上主天主,求你起來將手舉起,不要把窮苦人忘記。
13 Waarom lastert de goddeloze God? zegt in zijn hart: Gij zult het niet zoeken?
為何讓人們輕慢天主,心下自語,「祂絕不會追究?」
14 Gij ziet het immers; want Gij aanschouwt de moeite en het verdriet, opdat men het in Uw hand geve; op U verlaat zich de arme, Gij zijt geweest een Helper van den wees.
其實你已看見欺壓與罪行,正考慮如何親手加以嚴懲;因此不幸的人向你投奔,唯有你是孤兒們的救星。
15 Breek den arm des goddelozen en bozen; zoek zijn goddeloosheid, totdat Gij haar niet vindt.

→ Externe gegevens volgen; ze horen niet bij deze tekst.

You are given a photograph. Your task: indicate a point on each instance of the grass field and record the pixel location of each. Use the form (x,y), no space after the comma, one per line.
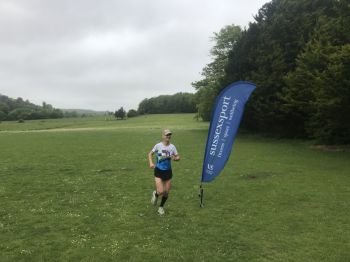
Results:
(79,190)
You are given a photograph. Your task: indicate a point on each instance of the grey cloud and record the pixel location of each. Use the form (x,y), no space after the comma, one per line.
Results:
(106,54)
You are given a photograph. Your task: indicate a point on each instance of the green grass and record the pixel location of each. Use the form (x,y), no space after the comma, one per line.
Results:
(80,191)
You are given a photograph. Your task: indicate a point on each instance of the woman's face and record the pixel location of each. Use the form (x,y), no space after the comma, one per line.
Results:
(166,138)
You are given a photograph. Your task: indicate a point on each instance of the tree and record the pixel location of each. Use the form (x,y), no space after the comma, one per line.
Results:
(318,93)
(214,72)
(120,113)
(166,104)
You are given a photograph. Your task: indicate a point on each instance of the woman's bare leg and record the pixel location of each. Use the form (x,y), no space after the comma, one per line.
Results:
(159,186)
(167,186)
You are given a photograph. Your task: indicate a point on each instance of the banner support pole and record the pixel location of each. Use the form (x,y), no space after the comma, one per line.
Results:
(201,195)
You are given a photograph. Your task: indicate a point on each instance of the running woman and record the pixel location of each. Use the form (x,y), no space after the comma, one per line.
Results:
(165,152)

願你打斷罪犯與惡人的臂膊,報復他的罪孽直至不再發作。
16 De HEERE is Koning eeuwiglijk en altoos; de heidenen zijn vergaan uit Zijn land.
上主為王,直至於萬世無疆;野蠻人必由祂領域中喪亡。
17 HEERE! Gij hebt den wens der zachtmoedigen gehoord; Gij zult hun hart sterken, Uw oor zal opmerken;
上主,你垂允了謙卑者的心願,堅固他們的心靈,也側耳俯聽。
18 Om den wees en verdrukte recht te doen; opdat een mens van de aarde niet meer voortvare geweld te bedrijven.